Di quelle presenze è restato ben poco, mentre è stata conservata una memoria viva nelle persone che ricordano ancora i nomi assegnati a ciascun animale.
A Vallo di Nera raccontano a mo’ di filastrocca che a metà Novecento nella stalla di Andrea Ridolfi, contadino fantasioso, vivevano contemporaneamente:
Capitano e Bersagliere,
Barona e Cittadina,
Capricciosa e Brillantina.
I primi due erano una coppia di buoi destinati al giogo e al birroccio, le seconde erano vacche, le terze giovenche.

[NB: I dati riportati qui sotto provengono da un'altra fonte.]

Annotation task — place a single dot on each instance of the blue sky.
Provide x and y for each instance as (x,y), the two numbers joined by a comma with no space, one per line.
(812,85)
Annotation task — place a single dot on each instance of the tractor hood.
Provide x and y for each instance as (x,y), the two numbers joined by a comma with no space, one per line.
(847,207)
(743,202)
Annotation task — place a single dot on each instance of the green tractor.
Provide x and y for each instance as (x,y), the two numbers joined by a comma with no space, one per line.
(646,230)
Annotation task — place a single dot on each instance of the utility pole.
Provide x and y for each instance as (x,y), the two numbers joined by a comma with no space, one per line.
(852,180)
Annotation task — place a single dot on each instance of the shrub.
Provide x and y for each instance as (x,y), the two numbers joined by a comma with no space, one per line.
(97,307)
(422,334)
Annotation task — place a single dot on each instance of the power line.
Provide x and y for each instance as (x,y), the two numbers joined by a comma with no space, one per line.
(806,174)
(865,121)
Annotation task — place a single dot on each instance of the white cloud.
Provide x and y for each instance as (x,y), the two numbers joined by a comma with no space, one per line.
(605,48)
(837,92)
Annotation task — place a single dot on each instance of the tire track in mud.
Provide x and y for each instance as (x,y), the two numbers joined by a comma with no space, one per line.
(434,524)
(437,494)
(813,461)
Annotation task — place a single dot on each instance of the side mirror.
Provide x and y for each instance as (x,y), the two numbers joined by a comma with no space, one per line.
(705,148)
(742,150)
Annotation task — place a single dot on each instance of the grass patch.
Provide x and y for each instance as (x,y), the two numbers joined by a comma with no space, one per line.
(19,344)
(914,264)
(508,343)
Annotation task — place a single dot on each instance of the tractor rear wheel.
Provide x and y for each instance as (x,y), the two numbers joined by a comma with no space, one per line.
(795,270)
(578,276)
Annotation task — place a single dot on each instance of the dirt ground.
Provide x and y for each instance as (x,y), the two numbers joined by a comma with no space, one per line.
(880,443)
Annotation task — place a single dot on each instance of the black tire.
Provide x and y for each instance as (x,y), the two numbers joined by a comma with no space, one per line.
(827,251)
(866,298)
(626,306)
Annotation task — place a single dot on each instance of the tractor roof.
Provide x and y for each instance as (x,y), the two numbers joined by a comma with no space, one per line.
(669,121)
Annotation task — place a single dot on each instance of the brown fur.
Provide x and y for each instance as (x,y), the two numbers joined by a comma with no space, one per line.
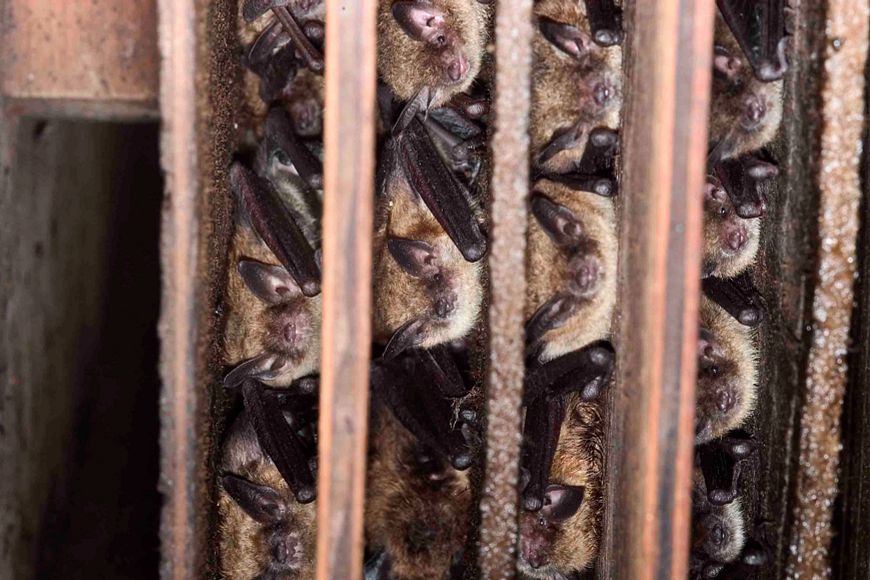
(719,259)
(547,265)
(421,522)
(705,516)
(726,107)
(248,318)
(399,297)
(407,65)
(579,461)
(557,78)
(243,542)
(740,370)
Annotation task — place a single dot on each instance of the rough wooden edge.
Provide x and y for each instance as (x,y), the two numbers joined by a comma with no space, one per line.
(651,430)
(347,258)
(816,484)
(510,143)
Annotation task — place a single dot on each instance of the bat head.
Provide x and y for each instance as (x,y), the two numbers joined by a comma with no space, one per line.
(730,242)
(288,325)
(745,111)
(276,543)
(540,530)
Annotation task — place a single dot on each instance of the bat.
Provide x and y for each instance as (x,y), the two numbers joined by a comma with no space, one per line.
(273,319)
(576,85)
(428,293)
(571,256)
(759,29)
(730,241)
(727,373)
(745,112)
(718,531)
(738,296)
(431,49)
(418,507)
(562,536)
(263,532)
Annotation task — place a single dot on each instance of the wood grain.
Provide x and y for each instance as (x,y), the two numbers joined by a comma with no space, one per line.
(101,53)
(652,405)
(510,144)
(347,259)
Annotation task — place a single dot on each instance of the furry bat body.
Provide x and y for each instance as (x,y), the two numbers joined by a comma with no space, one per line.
(418,507)
(571,254)
(576,85)
(432,47)
(263,531)
(727,373)
(563,536)
(745,111)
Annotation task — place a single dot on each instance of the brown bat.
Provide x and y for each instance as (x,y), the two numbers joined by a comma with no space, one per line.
(571,255)
(273,319)
(727,373)
(576,86)
(730,241)
(563,536)
(745,112)
(431,49)
(418,507)
(263,532)
(426,292)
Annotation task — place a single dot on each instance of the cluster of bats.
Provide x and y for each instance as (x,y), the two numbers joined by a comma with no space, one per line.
(430,236)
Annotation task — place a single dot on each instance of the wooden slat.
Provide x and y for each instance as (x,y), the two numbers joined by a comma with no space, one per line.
(93,58)
(347,248)
(651,432)
(510,143)
(839,180)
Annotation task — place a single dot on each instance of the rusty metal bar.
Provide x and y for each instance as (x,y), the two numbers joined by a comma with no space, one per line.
(94,59)
(664,145)
(510,144)
(839,181)
(349,133)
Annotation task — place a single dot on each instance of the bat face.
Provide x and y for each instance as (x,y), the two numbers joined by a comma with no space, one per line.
(571,255)
(727,373)
(417,505)
(745,112)
(718,531)
(426,293)
(263,531)
(576,84)
(436,45)
(563,536)
(730,242)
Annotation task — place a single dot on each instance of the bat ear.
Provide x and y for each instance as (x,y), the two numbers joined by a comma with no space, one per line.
(558,221)
(263,367)
(416,257)
(261,502)
(422,22)
(407,336)
(271,284)
(562,501)
(567,38)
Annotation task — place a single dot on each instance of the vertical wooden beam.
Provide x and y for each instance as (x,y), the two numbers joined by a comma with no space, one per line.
(510,144)
(839,180)
(664,144)
(349,133)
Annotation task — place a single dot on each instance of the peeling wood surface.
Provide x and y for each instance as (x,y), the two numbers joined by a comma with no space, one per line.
(101,53)
(509,189)
(349,166)
(651,432)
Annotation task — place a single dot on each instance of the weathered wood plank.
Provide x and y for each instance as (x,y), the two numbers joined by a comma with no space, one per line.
(349,164)
(510,144)
(651,430)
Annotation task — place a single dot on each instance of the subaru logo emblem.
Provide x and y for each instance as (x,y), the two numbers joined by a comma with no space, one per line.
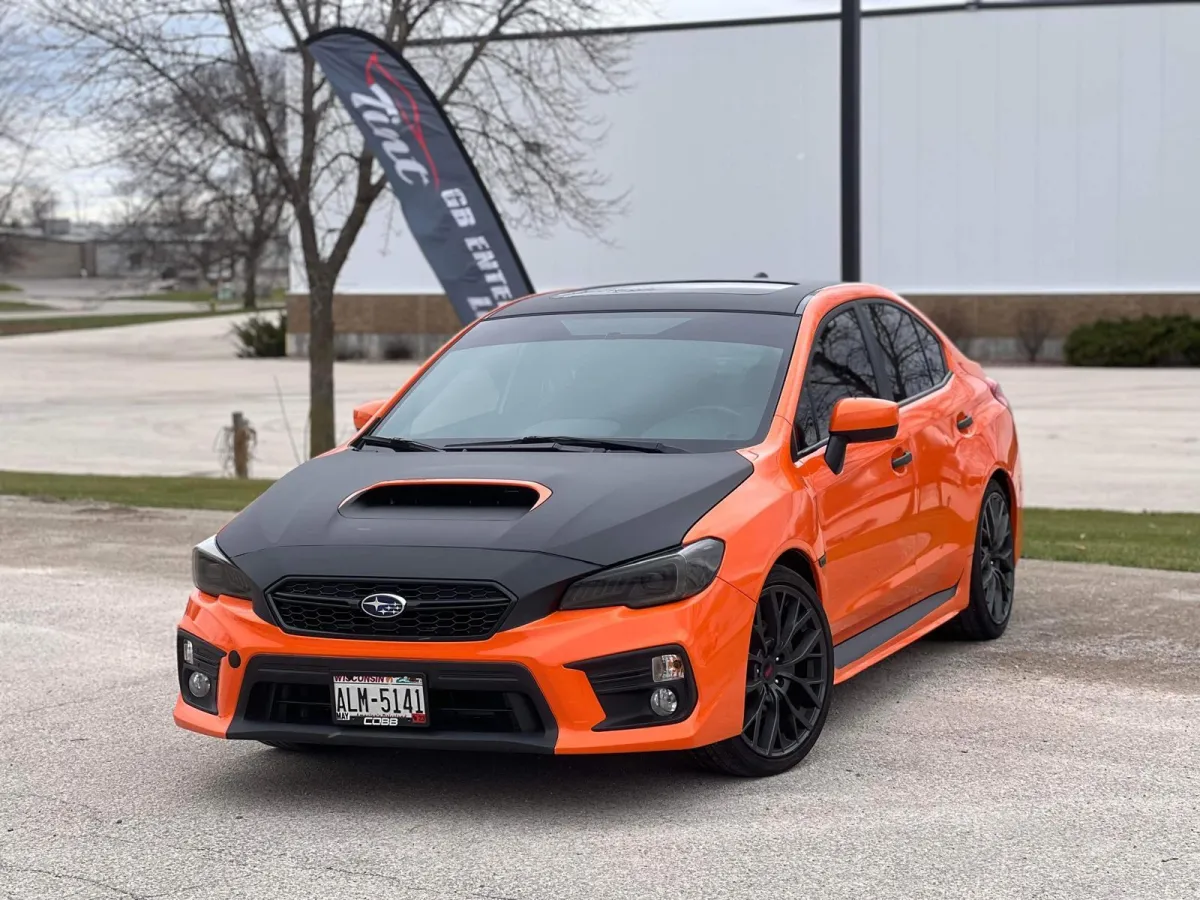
(383,606)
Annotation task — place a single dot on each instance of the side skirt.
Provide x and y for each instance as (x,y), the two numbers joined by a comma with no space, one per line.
(868,647)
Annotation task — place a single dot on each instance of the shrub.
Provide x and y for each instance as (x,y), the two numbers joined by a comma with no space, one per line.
(1149,341)
(262,336)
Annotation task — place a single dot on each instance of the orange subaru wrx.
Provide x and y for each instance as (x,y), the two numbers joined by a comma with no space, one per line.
(664,516)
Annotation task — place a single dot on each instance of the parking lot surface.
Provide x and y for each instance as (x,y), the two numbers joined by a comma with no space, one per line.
(151,400)
(1061,761)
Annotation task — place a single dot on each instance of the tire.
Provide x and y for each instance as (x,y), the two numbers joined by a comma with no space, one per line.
(993,571)
(786,711)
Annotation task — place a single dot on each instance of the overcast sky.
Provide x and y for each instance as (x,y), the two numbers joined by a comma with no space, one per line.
(87,191)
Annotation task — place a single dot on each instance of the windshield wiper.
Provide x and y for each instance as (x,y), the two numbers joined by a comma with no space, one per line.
(555,442)
(397,444)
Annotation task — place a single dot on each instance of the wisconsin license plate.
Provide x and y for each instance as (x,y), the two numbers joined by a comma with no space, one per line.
(381,701)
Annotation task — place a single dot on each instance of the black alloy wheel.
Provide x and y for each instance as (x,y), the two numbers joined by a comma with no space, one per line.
(789,682)
(997,569)
(993,571)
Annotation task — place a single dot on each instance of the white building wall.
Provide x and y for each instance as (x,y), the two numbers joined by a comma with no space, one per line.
(1015,150)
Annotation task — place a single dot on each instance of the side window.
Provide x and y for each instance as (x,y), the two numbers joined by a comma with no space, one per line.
(934,353)
(904,354)
(840,366)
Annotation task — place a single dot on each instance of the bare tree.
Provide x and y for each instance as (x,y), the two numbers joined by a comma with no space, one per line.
(522,107)
(185,172)
(15,149)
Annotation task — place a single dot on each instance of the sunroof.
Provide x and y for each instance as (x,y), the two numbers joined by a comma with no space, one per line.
(675,287)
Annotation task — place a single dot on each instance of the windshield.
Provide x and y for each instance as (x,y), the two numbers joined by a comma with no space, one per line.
(697,381)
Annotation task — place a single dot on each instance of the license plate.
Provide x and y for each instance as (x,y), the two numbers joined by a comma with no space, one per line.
(381,701)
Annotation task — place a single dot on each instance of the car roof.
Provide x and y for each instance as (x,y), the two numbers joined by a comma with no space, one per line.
(779,298)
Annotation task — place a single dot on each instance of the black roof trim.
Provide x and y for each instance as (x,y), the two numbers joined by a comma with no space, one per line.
(786,300)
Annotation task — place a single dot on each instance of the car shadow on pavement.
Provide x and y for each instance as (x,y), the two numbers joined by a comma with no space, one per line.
(472,784)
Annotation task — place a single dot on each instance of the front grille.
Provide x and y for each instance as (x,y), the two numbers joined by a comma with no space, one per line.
(435,611)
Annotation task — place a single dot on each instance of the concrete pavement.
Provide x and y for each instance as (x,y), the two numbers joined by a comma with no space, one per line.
(1059,762)
(153,400)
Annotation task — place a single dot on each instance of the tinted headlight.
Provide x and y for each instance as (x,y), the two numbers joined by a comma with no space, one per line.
(652,581)
(214,574)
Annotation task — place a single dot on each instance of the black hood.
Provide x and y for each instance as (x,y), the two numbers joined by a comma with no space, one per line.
(604,507)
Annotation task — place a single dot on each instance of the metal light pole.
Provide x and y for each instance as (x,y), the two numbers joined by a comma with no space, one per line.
(851,139)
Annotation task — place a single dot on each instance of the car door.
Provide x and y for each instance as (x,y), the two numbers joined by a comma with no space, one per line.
(918,379)
(865,510)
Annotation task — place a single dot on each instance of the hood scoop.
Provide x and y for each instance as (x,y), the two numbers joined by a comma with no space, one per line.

Dopo di loro vennero Pulcinella, Parmigiana, Campagnola e Montagnola.
Il somaro si chiamava Poponese e la mula Rosina.
In un’altra stalla c’erano Biancuccia, Paesana, Bianca, Caporoscia e, vicino, Ciuchetta, La Maremmana, La Mora e Broccoletta; bovini di razza Chianina, Maremmana o Bruna, con nomi ispirati alle loro caratteristiche fisiche e funzionali o ai comportamenti più o meno vivaci.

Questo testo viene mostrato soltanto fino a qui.